Lyra’s head snapped in his direction, “Gloves?”
“Yes indeed little miss, perfect for all your claw using friends!”
“Do you have any gloves for… fingers,” Lyra was now leaning over the poor merchant’s cart practically nose to nose with him.
“Lyra what are you doing? Lyra? Lyra!” Octavia whispered furiously into her head set, trying to get her partner’s attention. When she looked back up Vinyl was nowhere to be seen.
“Look Octavia! Hands!” Lyra held up one of her hooves now clothed in a glove. Octavia facehoofed and let out a defeated groan.
***
Vinyl was just sitting down for lunch, a large Celestia-salad sub in front of her. ‘I wonder if Octy’s mad at me for running out on her this morning.’ Vinyl pondered this for a moment, ‘Naw probably not,’ finishing that thought Vinyl started to devour her sub, unaware that Octavia was watching her from high up on the rooftop behind her.
Octavia pulled out a fishing rod, and slowly unreeled the line, ‘All I have to do is lower the hook then once the glasses are hooked I’ll reel them back up and gallop on down to catch Vinyl before she has time to find another pair.’ Vinyl didn’t notice the hook that was dangling directly in front of her eye wear, her attention completely devoted to her sandwich.
Octavia felt the line snag something, and quickly reeled it in. ‘My, her glasses are quite heavy, how in the world does she wear these all of the time,’ Octavia thought as she struggled to at reel the line in. Finally something popped up over the edge, “I have you now… Baby?” Instead of Vinyl’s glasses, a baby pegasus slowly spun on the end of her line, giggling.

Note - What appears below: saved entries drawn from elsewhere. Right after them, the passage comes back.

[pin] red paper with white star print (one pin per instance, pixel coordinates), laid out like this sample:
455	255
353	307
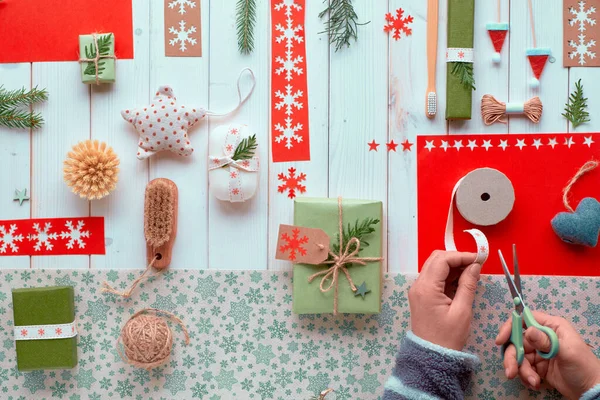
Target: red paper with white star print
539	166
52	236
289	96
302	245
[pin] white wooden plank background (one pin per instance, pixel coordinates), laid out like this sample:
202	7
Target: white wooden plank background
373	90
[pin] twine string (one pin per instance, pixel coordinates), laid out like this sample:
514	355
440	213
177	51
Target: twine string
127	293
493	110
340	261
585	168
97	58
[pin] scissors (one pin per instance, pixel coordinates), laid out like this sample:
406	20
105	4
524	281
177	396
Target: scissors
522	312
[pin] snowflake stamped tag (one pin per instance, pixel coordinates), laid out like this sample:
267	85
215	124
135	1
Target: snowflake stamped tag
302	245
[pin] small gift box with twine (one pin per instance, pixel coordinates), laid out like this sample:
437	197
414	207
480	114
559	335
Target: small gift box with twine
97	58
349	281
45	329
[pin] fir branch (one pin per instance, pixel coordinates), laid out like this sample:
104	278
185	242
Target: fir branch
245	149
342	24
21	97
575	109
359	231
104	42
464	72
13	118
245	21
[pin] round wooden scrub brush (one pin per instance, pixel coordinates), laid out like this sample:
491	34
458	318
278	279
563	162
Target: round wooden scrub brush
160	221
91	169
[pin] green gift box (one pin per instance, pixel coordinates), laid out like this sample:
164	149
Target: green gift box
44	311
97	58
323	213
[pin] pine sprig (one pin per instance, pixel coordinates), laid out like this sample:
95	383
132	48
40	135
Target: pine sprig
464	72
104	42
359	231
21	97
342	24
245	21
245	149
576	107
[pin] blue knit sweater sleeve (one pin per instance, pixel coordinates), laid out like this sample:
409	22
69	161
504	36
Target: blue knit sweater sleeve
427	371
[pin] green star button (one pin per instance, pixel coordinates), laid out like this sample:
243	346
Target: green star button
20	196
362	290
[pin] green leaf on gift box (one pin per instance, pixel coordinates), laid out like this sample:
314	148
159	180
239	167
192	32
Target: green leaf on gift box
104	43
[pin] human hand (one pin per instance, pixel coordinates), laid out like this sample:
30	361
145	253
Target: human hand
434	315
572	372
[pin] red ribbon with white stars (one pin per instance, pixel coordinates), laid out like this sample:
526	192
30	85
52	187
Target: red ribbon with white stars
42	332
232	140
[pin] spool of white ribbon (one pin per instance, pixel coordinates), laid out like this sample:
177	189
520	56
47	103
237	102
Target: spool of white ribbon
484	197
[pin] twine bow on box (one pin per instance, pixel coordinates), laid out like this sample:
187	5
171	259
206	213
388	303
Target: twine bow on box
232	140
340	262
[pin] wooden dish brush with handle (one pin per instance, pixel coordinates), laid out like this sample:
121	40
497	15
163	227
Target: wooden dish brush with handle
160	229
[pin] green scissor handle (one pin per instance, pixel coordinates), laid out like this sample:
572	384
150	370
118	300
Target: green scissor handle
531	322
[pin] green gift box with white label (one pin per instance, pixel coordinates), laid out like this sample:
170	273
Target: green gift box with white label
44	328
323	213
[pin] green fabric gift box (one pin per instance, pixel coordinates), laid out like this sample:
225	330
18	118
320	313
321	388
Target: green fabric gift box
323	213
44	306
104	50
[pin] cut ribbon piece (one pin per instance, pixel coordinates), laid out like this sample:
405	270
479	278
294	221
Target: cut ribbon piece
43	332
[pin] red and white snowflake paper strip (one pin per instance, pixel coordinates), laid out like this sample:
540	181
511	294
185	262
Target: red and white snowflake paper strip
52	236
289	97
291	182
398	24
44	332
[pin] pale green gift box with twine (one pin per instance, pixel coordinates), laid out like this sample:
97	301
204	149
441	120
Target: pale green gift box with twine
97	58
330	215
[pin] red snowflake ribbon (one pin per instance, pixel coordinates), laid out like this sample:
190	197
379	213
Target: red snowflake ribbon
289	97
52	236
291	182
398	24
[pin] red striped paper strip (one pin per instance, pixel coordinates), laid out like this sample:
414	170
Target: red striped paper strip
52	236
289	97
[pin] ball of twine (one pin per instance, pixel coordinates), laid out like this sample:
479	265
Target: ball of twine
91	169
147	339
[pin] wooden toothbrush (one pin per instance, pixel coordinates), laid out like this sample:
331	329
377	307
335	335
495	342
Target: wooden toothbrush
432	28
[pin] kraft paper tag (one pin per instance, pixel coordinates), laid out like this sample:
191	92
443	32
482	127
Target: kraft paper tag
302	245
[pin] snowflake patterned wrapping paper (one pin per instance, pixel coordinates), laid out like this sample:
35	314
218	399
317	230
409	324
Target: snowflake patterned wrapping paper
460	35
104	71
247	344
323	213
45	306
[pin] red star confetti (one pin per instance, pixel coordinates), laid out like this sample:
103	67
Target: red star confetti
398	24
406	145
373	145
391	146
291	182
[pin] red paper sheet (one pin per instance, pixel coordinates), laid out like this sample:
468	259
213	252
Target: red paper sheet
538	170
289	97
43	30
52	236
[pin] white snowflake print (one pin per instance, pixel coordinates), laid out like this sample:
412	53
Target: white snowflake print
288	5
582	16
582	49
182	4
8	239
289	34
183	36
43	236
288	100
288	133
75	235
289	65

“My baby where did my baby go?” a concerned parent called from down bellow. Octavia slowly lowered the baby back down to earth.
***
Hey Octy I’m home! OOF!” as soon as Vinyl walked in the door she was tackled to the floor by Octavia, huffing and puffing with a mad glint in her eye. Vinyl was shocked for a second, but recovered quickly, “Well see if you had just admitted to your love for me this morning we could have gotten out of the way hours ago.”
“I have been following you all day trying to get those infernal sunglasses away from you! All! Day! They come off now!” and with the rant out of the way Octavia made several furious attempts to remove her roommate’s spectacles.
“No Octavia you don’t know what your-“ Finally Octavia removed Vinyl’s glasses.
***
Miles away in Ponyville.
“Ooo! Itchy nose and twitchy mane! Looks like someone got Vinyl Scratch’s glasses off!” Pinkie Pie told Gummy and continued his bath.
***
“AHHHHH!” the two musicians screamed together as two massive laser beams shot out of Vinyl’s unshielded eyes. “My shades! Give me my shades!” Vinyl shouted at Octavia.
“Here take them! TakethemtakethemtakethemTAKETHEM!” Octavia shouted back and thrust them into Vinyl’s outstretched hooves.
Vinyl quickly put them back where they belonged, “There, whew! That was fun.” She gave a nervous giggle.
Octavia just gaped, “You just… with the PEW! PEW! And and…”
“Ya they’ve always done that. Reason I got the shades, waaaaaay back when I was little,” she looked up. “Our fellow apartment goers might not be so happy with the renovations we made though, heheh.”
“I… I… I! I need to lie down,” and with that Octavia fainted right where she stood.
***
Well that ended up being more crack-y than I expected. Crack-y but fun.